While in the first set of samples up to March 19, only 2 (0.2 per cent) were found to be positive for COVID-19, in the latter set of 4,946 samples, 102 (2.1 per cent) were positive. The 40 cases that have no apparent identifiable causal link to COVID-19 source belong to the latter set (39.2 per cent). So the timeline also gives an idea of the progression of the disease in the country, and it would seem that CT may have set in at least around early March, if not earlier, if you allow for around a two-week period from the time of infection to development of severe symptoms in this set of 40 COVID-19 positive SARI patients.

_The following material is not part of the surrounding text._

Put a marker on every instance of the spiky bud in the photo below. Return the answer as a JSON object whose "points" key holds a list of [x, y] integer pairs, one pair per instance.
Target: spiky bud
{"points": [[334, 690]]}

The 36 districts (from 15 States) from where these 40 cases were identified should be prioritised to target COVID-19 testing, containment and mitigation efforts, say the authors of the study. However, an important limitation of the study pointed out by the authors is that the sentinel hospitals in the surveillance were all in the public sector and that too in urban areas. The data and the conclusions would therefore not truly be representative of the entire district.
Significantly, of the remaining 62 COVID-19 positive SARI patients, only two reported any contact with a confirmed COVID-19 case and one had a history of international travel, and data on exposure history for the rest 59 (57.8 per cent) is simply not there (Table). It is, therefore, eminently possible that a number of these 59 cases may well have no history of contact or international travel, and hence the spread would be due to CT. This only would mean a more widespread CT than the study concludes on the basis of hard data-based evidence alone.